Lately every other day on my LinkedIn or Twitter feed, I notice someone sharing a "brilliant observation" about business trends, only to see thoughtful counterarguments quietly disappear from the comment section.
During my engineering, I was part of the organization committee with a senior on our tech fest team who kept making jokes every now and then. I formed my theory: jovial guy, but unreliable for serious decisions.
Over the next few weeks, I filtered every story about him through this lens:
- Only remembering examples supporting my theory
- Discarded instances that contradicted it
- Focused only on negative parts when others shared their experiences
Out of the blue, two PSU sponsors pulled out due to some issue at their end, leaving us stranded. That same "unreliable" senior stepped up, secured replacement sponsors plus additional funding - 10% more than we budgeted.
The mechanism is powerful: once we form a theory, our brains filter out observations that don't fit our narrative.

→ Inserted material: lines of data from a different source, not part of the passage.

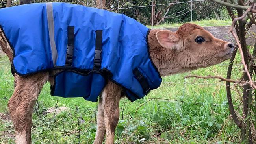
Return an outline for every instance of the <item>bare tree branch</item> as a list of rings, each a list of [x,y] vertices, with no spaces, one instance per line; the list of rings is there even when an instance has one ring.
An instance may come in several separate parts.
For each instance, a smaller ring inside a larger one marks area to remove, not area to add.
[[[86,6],[86,4],[81,0],[76,0],[76,2],[77,2],[79,4],[81,5],[83,5],[85,6]]]
[[[243,80],[235,80],[230,79],[227,79],[224,78],[222,78],[219,76],[200,76],[197,75],[190,75],[185,76],[185,78],[187,78],[191,77],[195,77],[197,78],[202,78],[202,79],[209,79],[209,78],[214,78],[214,79],[218,79],[221,80],[220,81],[228,81],[231,83],[239,83],[242,85],[248,85],[249,84],[250,82],[245,81]],[[256,83],[255,81],[254,82]]]

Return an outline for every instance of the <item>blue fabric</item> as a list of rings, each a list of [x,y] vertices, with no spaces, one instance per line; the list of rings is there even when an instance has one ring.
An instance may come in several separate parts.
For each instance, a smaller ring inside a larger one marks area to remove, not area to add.
[[[126,89],[130,100],[145,95],[133,74],[136,68],[146,78],[151,89],[160,86],[161,78],[148,52],[150,30],[147,27],[124,15],[106,10],[63,3],[53,3],[53,7],[58,54],[56,65],[52,56],[46,4],[0,9],[0,25],[14,50],[13,65],[18,74],[65,68],[67,27],[70,26],[75,27],[73,70],[93,69],[95,31],[102,30],[101,69],[112,73],[110,80]],[[55,81],[52,95],[85,97],[93,102],[97,100],[106,83],[100,74],[90,73],[84,76],[72,71],[58,74]]]

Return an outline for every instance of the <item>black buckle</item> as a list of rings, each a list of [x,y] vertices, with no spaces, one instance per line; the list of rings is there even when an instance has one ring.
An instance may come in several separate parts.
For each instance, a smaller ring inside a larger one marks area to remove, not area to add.
[[[95,56],[94,57],[94,62],[98,62],[98,61],[100,60],[99,62],[97,63],[100,63],[100,59],[101,58],[100,57],[100,54],[101,54],[101,50],[95,50]]]
[[[93,70],[96,72],[99,72],[101,67],[101,50],[95,50],[94,56],[94,65]]]
[[[148,95],[148,94],[151,91],[151,90],[150,90],[150,88],[148,88],[148,89],[146,90],[146,91],[145,91],[145,94],[146,95]]]
[[[68,70],[70,70],[72,68],[72,65],[66,64],[65,65],[65,68]]]
[[[74,46],[70,46],[67,44],[67,54],[73,55],[73,49],[74,49]]]

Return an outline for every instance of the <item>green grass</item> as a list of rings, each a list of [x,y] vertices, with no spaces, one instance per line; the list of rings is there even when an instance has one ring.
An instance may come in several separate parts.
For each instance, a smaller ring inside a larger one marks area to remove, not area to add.
[[[232,78],[240,78],[242,66],[235,60]],[[120,117],[115,142],[117,144],[207,144],[240,142],[239,129],[229,116],[224,82],[218,79],[184,79],[186,75],[226,77],[228,61],[221,65],[163,78],[165,82],[143,98],[120,103]],[[10,64],[0,55],[0,143],[14,143],[13,128],[8,117],[7,103],[13,92]],[[50,96],[45,85],[33,114],[33,144],[92,144],[96,130],[98,102],[83,98]],[[235,89],[234,85],[232,89]],[[240,97],[232,92],[233,100]],[[50,107],[69,108],[54,116],[45,114]],[[238,101],[235,105],[239,105]],[[38,109],[38,106],[39,109]],[[238,107],[236,106],[236,109]],[[78,138],[80,129],[80,137]]]
[[[195,21],[189,22],[193,24],[198,24],[202,26],[230,26],[232,24],[232,21],[230,20],[219,20],[215,19],[209,19],[201,20],[200,21]],[[178,27],[181,26],[183,23],[165,23],[161,24],[158,26],[154,26],[152,27],[151,26],[147,26],[148,28],[170,28],[170,27]]]

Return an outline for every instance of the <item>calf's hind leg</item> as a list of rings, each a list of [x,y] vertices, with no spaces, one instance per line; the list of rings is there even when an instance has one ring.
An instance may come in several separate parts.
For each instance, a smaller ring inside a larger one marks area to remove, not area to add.
[[[48,72],[20,76],[15,75],[16,87],[8,107],[13,123],[17,144],[31,143],[32,113],[43,86],[48,80]]]
[[[115,129],[119,118],[119,102],[122,88],[109,81],[100,96],[98,106],[97,132],[94,144],[102,144],[106,134],[106,144],[113,144]]]

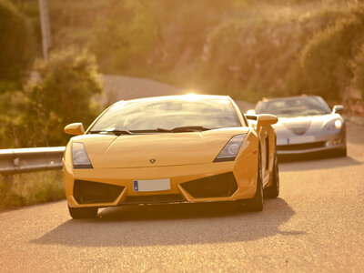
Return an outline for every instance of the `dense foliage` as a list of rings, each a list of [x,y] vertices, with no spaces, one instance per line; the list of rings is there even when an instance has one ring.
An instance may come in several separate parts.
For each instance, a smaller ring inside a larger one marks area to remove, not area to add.
[[[37,62],[34,71],[24,91],[8,101],[12,110],[3,119],[7,146],[66,145],[64,126],[76,121],[87,126],[97,112],[92,98],[102,89],[96,59],[85,50],[68,49]]]
[[[0,0],[0,91],[24,77],[32,62],[33,42],[25,15],[12,3]]]

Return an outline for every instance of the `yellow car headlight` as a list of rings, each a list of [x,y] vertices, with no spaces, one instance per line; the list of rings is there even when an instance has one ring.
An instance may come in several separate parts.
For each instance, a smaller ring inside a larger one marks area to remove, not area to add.
[[[82,143],[72,143],[72,160],[74,168],[92,168],[90,159]]]
[[[221,152],[218,153],[214,162],[234,161],[246,136],[247,134],[242,134],[231,137]]]

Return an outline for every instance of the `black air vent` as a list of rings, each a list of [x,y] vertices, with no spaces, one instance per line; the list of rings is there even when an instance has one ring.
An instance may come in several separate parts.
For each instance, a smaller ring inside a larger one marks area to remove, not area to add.
[[[181,186],[195,198],[230,197],[238,188],[231,172],[188,181]]]
[[[110,203],[118,197],[123,189],[121,186],[76,180],[74,197],[78,204]]]

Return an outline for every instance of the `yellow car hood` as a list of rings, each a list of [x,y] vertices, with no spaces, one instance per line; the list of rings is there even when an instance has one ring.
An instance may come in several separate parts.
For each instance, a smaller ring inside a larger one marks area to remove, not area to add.
[[[210,163],[233,136],[248,130],[234,127],[119,136],[83,135],[73,141],[84,144],[94,168],[153,167]]]

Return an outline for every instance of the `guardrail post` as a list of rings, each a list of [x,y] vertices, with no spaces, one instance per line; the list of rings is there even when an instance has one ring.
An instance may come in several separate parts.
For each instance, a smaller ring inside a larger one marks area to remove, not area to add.
[[[7,193],[13,187],[13,175],[5,175],[5,178],[6,182],[5,193]]]

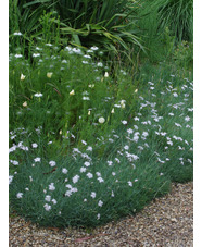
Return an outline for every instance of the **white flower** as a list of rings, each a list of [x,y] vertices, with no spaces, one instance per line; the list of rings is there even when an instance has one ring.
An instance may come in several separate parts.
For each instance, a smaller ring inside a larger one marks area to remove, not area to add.
[[[124,125],[126,125],[128,122],[126,120],[121,121]]]
[[[91,57],[89,54],[84,54],[84,58],[91,59]]]
[[[49,162],[49,164],[50,164],[50,166],[51,166],[51,168],[53,168],[53,166],[55,166],[55,165],[56,165],[56,162],[55,162],[55,161],[53,161],[53,160],[51,160],[51,161]]]
[[[108,72],[104,73],[104,77],[109,77],[109,73]]]
[[[62,173],[66,174],[67,172],[68,172],[67,169],[65,168],[62,169]]]
[[[128,185],[131,187],[132,186],[132,183],[131,183],[131,181],[128,181]]]
[[[96,193],[92,192],[90,196],[91,196],[92,198],[96,198]]]
[[[98,66],[103,66],[103,63],[102,62],[99,62],[97,65]]]
[[[52,72],[48,72],[48,73],[47,73],[47,77],[48,77],[48,78],[51,78],[51,77],[52,77],[52,74],[53,74]]]
[[[37,148],[38,145],[37,144],[31,144],[33,148]]]
[[[41,92],[37,92],[34,95],[35,97],[42,97],[42,94]]]
[[[50,210],[51,210],[51,206],[48,205],[48,203],[46,203],[43,207],[45,207],[45,210],[46,210],[46,211],[50,211]]]
[[[103,182],[104,182],[104,180],[103,180],[102,177],[100,177],[100,176],[99,176],[97,180],[98,180],[100,183],[103,183]]]
[[[65,196],[70,197],[72,195],[72,190],[66,190]]]
[[[81,50],[78,48],[73,48],[72,51],[74,51],[76,54],[81,54]]]
[[[21,74],[21,81],[24,81],[25,79],[25,75],[24,74]]]
[[[99,200],[98,206],[102,207],[102,205],[103,205],[103,201]]]
[[[15,54],[15,58],[18,59],[18,58],[23,58],[22,54]]]
[[[80,168],[80,173],[86,172],[86,168]]]
[[[13,181],[13,176],[12,176],[12,175],[10,175],[10,176],[9,176],[9,184],[11,184],[11,183],[12,183],[12,181]]]
[[[13,35],[15,35],[15,36],[22,36],[23,34],[21,32],[15,32]]]
[[[92,151],[92,147],[88,146],[87,151]]]
[[[87,143],[86,143],[85,140],[81,140],[81,143],[83,143],[84,145],[87,145]]]
[[[108,165],[111,166],[113,164],[113,162],[110,160],[110,161],[106,161],[108,162]]]
[[[187,115],[187,116],[185,118],[185,121],[186,121],[186,122],[189,122],[189,121],[190,121],[190,118]]]
[[[129,149],[129,146],[128,145],[124,146],[124,149],[125,150],[128,150]]]
[[[40,57],[40,54],[39,53],[34,53],[33,54],[33,58],[37,58],[37,57]]]
[[[56,205],[56,200],[55,200],[55,199],[52,199],[52,203],[53,203],[53,205]]]
[[[93,50],[93,51],[96,51],[96,50],[98,50],[98,47],[90,47],[90,50]]]
[[[17,198],[22,198],[23,197],[23,193],[17,193],[16,197]]]
[[[100,116],[99,120],[98,120],[99,123],[104,123],[105,122],[105,119],[103,116]]]
[[[86,165],[87,168],[90,166],[90,162],[85,161],[85,165]]]
[[[179,123],[175,123],[175,125],[176,125],[177,127],[181,127],[181,124],[179,124]]]
[[[45,200],[46,200],[46,201],[51,201],[51,196],[47,195],[47,196],[45,197]]]
[[[75,95],[74,90],[72,90],[72,91],[70,92],[70,95]]]
[[[115,161],[117,162],[117,163],[119,163],[121,161],[118,160],[118,158],[115,158]]]
[[[92,173],[90,173],[90,172],[88,172],[86,175],[88,176],[88,178],[92,178],[93,177]]]
[[[79,180],[79,175],[75,175],[75,176],[73,177],[73,183],[76,184],[76,183],[78,182],[78,180]]]
[[[35,162],[40,162],[40,158],[39,157],[35,158],[34,160],[35,160]]]
[[[89,98],[89,97],[84,96],[84,97],[83,97],[83,100],[90,100],[90,98]]]
[[[128,129],[127,129],[127,133],[128,133],[128,134],[132,134],[134,131],[132,131],[131,128],[128,128]]]
[[[149,135],[148,132],[143,132],[143,133],[142,133],[142,136],[143,136],[143,137],[147,137],[148,135]]]
[[[51,184],[49,185],[49,190],[54,190],[54,189],[55,189],[54,183],[51,183]]]

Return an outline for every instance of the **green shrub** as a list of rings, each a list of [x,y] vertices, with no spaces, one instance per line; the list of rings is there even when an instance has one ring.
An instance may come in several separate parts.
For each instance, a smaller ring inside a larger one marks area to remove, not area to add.
[[[118,67],[114,81],[92,60],[96,47],[36,47],[31,66],[10,55],[10,202],[18,214],[96,226],[139,211],[171,181],[192,180],[191,78],[161,64],[139,85]]]

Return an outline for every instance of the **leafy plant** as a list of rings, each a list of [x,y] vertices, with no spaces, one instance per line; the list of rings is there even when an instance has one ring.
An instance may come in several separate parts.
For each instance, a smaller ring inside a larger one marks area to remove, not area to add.
[[[157,0],[159,24],[168,26],[178,41],[193,40],[193,0]]]
[[[174,60],[178,66],[185,67],[185,70],[192,70],[193,67],[193,44],[188,41],[181,41],[175,49]]]

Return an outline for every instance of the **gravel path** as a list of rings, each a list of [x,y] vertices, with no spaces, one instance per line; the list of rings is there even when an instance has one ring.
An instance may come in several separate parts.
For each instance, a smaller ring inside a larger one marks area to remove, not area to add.
[[[135,217],[93,231],[37,227],[10,218],[9,246],[193,246],[193,183],[173,184],[171,194],[156,198]]]

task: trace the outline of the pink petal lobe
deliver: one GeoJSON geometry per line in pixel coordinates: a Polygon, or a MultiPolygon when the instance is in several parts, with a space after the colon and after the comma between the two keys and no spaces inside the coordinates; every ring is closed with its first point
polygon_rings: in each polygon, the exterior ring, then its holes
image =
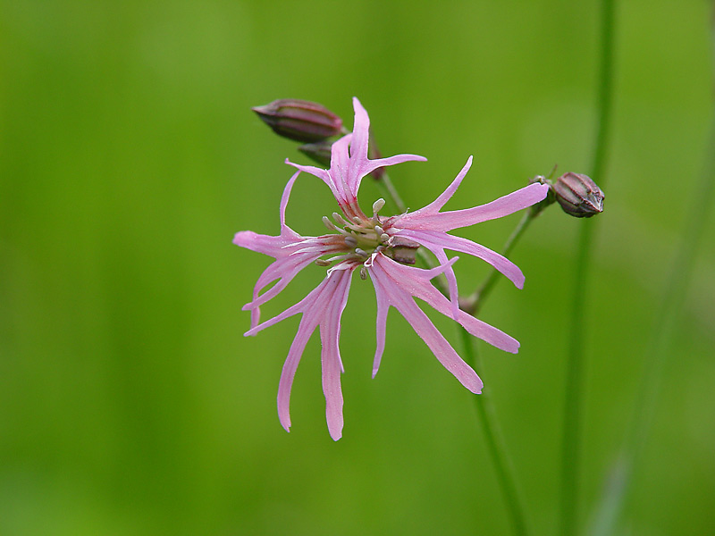
{"type": "Polygon", "coordinates": [[[395,225],[400,229],[448,231],[507,216],[542,201],[548,193],[547,184],[530,184],[516,192],[474,208],[436,214],[421,213],[421,211],[407,214],[400,218],[395,225]]]}
{"type": "Polygon", "coordinates": [[[342,363],[339,348],[341,325],[340,319],[350,287],[350,272],[340,271],[334,276],[336,288],[320,323],[320,339],[323,344],[321,363],[323,367],[323,392],[325,395],[325,417],[328,431],[333,440],[342,436],[342,391],[341,389],[341,373],[342,363]]]}
{"type": "Polygon", "coordinates": [[[312,334],[313,329],[307,324],[305,318],[301,319],[300,324],[298,326],[298,332],[290,344],[288,357],[283,364],[283,370],[281,373],[281,381],[278,383],[278,420],[286,431],[290,431],[290,406],[293,378],[295,378],[298,364],[300,362],[303,350],[306,348],[306,345],[312,334]]]}
{"type": "MultiPolygon", "coordinates": [[[[456,259],[450,261],[451,265],[456,259]]],[[[399,274],[392,269],[401,266],[391,259],[379,255],[375,257],[370,276],[375,288],[378,300],[385,300],[390,306],[394,306],[402,316],[409,322],[415,331],[426,343],[440,363],[450,371],[462,385],[474,393],[482,390],[482,381],[476,373],[455,352],[446,339],[440,333],[430,319],[417,306],[413,296],[424,294],[423,287],[432,287],[429,280],[445,270],[445,266],[439,266],[433,270],[421,270],[410,268],[409,271],[400,272],[399,274]],[[395,277],[399,276],[400,280],[395,277]]],[[[435,292],[439,292],[434,289],[435,292]]],[[[442,296],[442,295],[440,295],[442,296]]],[[[448,304],[447,298],[442,299],[448,304]]]]}
{"type": "MultiPolygon", "coordinates": [[[[486,261],[499,270],[509,278],[517,289],[524,288],[524,273],[518,266],[502,255],[473,242],[472,240],[461,237],[455,237],[442,231],[406,230],[400,230],[399,234],[400,236],[404,236],[422,244],[435,255],[437,255],[437,251],[450,249],[451,251],[458,251],[474,255],[486,261]]],[[[443,261],[440,262],[443,263],[443,261]]],[[[447,272],[446,274],[449,279],[450,272],[447,272]]]]}
{"type": "Polygon", "coordinates": [[[325,277],[321,283],[299,303],[273,318],[248,330],[255,335],[294,314],[301,314],[298,332],[290,345],[288,358],[278,386],[278,416],[286,431],[290,427],[289,411],[290,388],[298,364],[310,336],[320,327],[323,389],[325,395],[326,417],[331,437],[337,440],[342,434],[342,393],[340,374],[342,369],[340,356],[340,322],[348,301],[352,269],[339,270],[325,277]]]}
{"type": "Polygon", "coordinates": [[[367,144],[370,140],[370,117],[357,96],[352,97],[352,106],[355,110],[355,121],[352,126],[353,138],[350,144],[350,158],[356,161],[366,161],[367,160],[367,144]]]}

Lately on my feed, I see the same pattern:
- Someone shares a confident business theory
- Quite a few comment to validate this
- Few share data-backed counterarguments
- Some agree, but quite a few just delete the challenging comments
This clearly highlights our common tendency to create theories, cherry-pick supporting evidence, and then present our conclusions as universal truths. More common than we actually acknowledge.